Using Nonequilibrium Dynamics to Probe Competing Orders in a Mott-Peierls System

Competition between ordered phases, and their associated phase transitions, are significant in the study of strongly correlated systems. Here, we examine one aspect, the nonequilibrium dynamics of a photoexcited Mott-Peierls system, using an effective Peierls-Hubbard model and exact diagonalization. Near a transition where spin and charge become strongly intertwined, we observe antiphase dynamics and a coupling-strength-dependent suppression or enhancement in the static structure factors. The renormalized bosonic excitations coupled to a particular photoexcited electron can be extracted, which provides an approach for characterizing the underlying bosonic modes. The results from this analysis for different electronic momenta show an uneven softening due to a stronger coupling near $k_F$. This behavior reflects the strong link between the fermionic momenta, the coupling vertices, and ultimately, the bosonic susceptibilities when multiple phases compete for the ground state of the system.

Figure 1

(a) Diagram showing the photoexcitation process from the Peierls ground state (top panel). This process is realized by a coherent, uniform removal of an electron with zero net momentum (middle panel). The consequence is projection of the ground state into a Hilbert space with $N-1$ particles and a reduced charge modulation (bottom panel). (b) Phonon occupations and (c) local moment at various $\lambda$ and $u$. In both figures, the dashed line denotes the antiadiabatic limit phase boundary ($u_{\mathrm{eff}}=0$) and the solid line denotes the boundary of the Peierls phase in terms of ground state degeneracy.
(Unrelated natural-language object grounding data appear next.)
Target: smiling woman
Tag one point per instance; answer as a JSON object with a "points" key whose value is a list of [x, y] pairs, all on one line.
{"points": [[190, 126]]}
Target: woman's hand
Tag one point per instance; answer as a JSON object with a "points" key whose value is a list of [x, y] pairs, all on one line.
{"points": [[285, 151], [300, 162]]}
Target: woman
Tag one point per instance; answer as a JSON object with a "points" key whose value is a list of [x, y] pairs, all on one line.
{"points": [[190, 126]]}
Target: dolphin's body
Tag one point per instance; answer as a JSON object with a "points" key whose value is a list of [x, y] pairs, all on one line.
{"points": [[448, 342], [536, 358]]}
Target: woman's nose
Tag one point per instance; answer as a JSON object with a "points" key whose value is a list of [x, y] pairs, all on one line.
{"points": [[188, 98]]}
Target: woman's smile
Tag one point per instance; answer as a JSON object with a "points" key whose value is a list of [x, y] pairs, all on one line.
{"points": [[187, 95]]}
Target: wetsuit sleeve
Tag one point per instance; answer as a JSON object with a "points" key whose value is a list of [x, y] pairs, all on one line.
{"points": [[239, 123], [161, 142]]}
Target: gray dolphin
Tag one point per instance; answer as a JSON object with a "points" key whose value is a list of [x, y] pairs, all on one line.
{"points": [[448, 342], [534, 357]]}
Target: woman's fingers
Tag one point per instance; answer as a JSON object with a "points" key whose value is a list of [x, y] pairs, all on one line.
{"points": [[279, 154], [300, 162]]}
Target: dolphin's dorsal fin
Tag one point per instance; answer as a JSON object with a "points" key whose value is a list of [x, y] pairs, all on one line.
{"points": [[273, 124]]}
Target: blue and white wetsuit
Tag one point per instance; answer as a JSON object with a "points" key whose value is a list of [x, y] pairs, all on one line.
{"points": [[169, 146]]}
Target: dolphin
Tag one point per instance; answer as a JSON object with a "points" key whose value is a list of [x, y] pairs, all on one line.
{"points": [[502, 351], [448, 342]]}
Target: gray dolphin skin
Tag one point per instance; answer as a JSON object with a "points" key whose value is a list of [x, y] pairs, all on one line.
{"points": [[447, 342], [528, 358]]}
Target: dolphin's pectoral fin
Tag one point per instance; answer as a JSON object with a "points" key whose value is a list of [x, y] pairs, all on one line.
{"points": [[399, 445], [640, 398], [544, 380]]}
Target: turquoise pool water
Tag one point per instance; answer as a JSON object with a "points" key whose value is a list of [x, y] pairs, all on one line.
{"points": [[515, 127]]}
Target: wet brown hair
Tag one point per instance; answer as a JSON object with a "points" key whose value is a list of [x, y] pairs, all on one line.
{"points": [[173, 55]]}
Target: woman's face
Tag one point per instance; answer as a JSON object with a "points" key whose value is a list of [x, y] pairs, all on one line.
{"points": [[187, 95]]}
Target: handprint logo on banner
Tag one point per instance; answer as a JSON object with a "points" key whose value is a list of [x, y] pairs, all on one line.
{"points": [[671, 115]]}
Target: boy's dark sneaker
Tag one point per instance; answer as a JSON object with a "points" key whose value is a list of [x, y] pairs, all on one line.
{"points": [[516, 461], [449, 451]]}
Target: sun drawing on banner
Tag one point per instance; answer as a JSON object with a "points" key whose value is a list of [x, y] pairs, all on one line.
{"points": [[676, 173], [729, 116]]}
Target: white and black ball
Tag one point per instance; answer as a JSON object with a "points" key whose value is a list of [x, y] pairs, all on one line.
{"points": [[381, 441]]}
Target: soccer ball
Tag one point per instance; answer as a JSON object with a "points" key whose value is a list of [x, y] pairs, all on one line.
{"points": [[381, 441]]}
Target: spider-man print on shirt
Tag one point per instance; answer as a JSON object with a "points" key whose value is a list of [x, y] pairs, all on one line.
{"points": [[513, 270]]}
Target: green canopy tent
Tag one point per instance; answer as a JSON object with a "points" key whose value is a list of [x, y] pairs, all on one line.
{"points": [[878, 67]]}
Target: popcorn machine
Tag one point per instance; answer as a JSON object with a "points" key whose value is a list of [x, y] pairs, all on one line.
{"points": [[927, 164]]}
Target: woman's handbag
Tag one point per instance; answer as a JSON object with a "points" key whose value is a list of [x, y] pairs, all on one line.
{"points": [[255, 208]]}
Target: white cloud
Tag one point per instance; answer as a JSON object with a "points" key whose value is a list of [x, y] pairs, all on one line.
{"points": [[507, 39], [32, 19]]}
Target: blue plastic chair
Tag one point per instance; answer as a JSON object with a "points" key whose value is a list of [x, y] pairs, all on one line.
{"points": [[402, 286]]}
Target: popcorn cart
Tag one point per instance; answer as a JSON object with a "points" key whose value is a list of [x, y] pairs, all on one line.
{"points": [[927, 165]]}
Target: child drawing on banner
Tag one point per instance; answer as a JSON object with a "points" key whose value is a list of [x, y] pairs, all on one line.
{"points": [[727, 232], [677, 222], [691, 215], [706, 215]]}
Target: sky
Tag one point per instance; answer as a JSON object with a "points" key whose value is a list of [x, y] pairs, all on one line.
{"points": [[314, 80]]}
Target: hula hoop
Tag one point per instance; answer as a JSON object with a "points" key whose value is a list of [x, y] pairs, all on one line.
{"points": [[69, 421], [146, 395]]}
The triangles indicate the positions of correspondingly colored lines of Figs. 2 and 2.

Figure 2

(a) False color plots of the spin density $\mathrm{\Delta }S(q,t)$ and charge density $\mathrm{\Delta }N(q,t)$ dynamics for $u=7.8$ and $\lambda =4$ (strong-coupling regime) after photoexcitation at the $\mathrm{\Gamma }$ point. (b),(c) Evolution of (b) $N(\pi ,t)$ and (c) $S(\pi ,t)$ with various parameters (shown in the inset). (d) The suppression of CDW ${\eta }_{\mathrm{ch}}$ (solid markers) and enhancement of AFM ${\zeta }_{\mathrm{sp}}$ (open markers) in the Peierls phase (shown in the inset). (e) The comparison of dominant energy scales in $N(\pi ,t)$ and $S(\pi ,t)$ dynamics (solid circles) and the renormalized phonon frequencies (open circles) evaluated via the equilibrium spectral function $A(k,\omega )$, as indicated in the inset. The frequencies are compared along the $u$ axis with $\lambda =3$, 4, and 5. The error bars denote the corresponding half width at full maximum in the Fourier spectrum due to a finite time window.

Figure 3

The Fourier spectrum of $N(\pi ,t)$ for photoexcitation with different fermion momentum, calculated along a path through the phase diagram indicated by the colored arrow. (a)–(e) follow the path with fixed $u=5$ and increasing $\lambda$; while (e)–(i) follow the path with fixed $\lambda =4$ and increasing $u$. Among them, (e) is deep in the Peierls phase; (b) and (h) are close to the phase boundary; (a) and (i) are outside the phase. $k_F$ is denoted by the dashed lines. The inset reflects the path in parameter space.